Revezamento: Esta promete ser uma disputa equilibrada, com Coreia do sul, Países Baixos e China brigando pelo ouro. Canadá e Itália correm por fora.
Feminino
Courtney Sarault: a canadense fez uma ótima copa do mundo, sendo a melhor no geral na temporada 2025/26. Sem nenhuma favorita evidente no feminino, estar em um bom momento pode ser decisivo para brilhar em Milão-Cortina, o que conta pontos a favor de Sarault, dona de 11 medalhas em mundiais, mas nenhuma olímpica. A prova dos 1000m deve ser sua melhor chance.
Corinne Stoddard: a estadunidense foi regular na temporada 2025/26 – quatro pratas e três bronzes – e chega em Milão- cortina com chances de chegar ao pódio em provas como os 500 e 1000 metros.
Xandra Velzeboer: A neerlandesa parecia que dominaria o cenário do short track após o mundial de 2023, mas ela acabou caindo rendimento. Mas em 2025, venceu os 500m, prova que é sua especialidade e que pinta como favorita na Olimpíada.
Kim Gil-li: A representante da Coreia do Sul, potência do esporte, vê em Kim Gil-li um nome forte pelo ouro na prova dos 1500m, que o país domina.

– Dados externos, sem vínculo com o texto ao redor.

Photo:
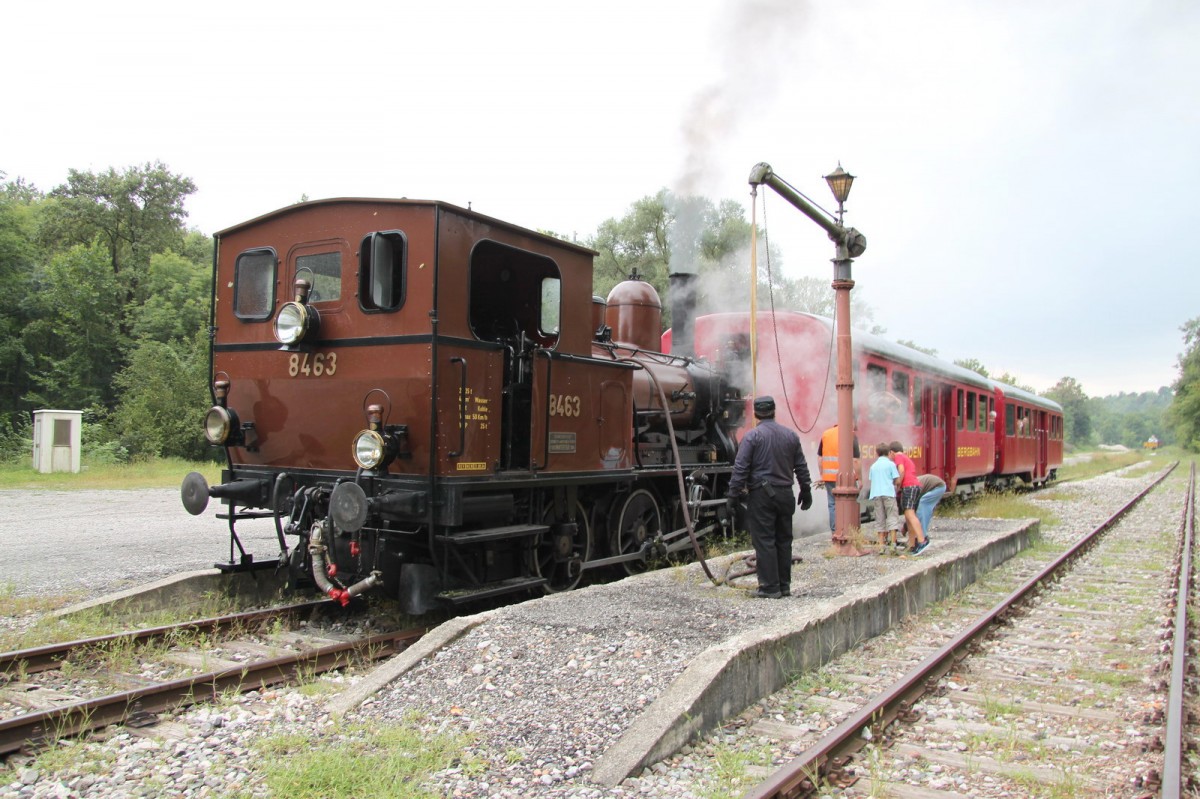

Choi Min-jeong, campeã mundial da distância desde 2016, tem também chances de pódio e pode até quem sabe fazer uma dobradinha.
Hanne Desmet: a belga já está na história tornando-se a primeira mulher do país a ganhar uma medalha nos Jogos Olímpicos de Inverno em um evento individual com o bronze em Pequim. Atual campeã mundial dos 1000 metros e é uma das favoritas ao ouro nas olimpíadas de Milão-Cortina.
Revezamento: Canadá e Países Baixos carregam o favoritismo pelo ouro no revezamento feminino em Milão-Cortina. Coreia do Sul, Itália e Estados Unidos correm por fora em um lugar no pódio.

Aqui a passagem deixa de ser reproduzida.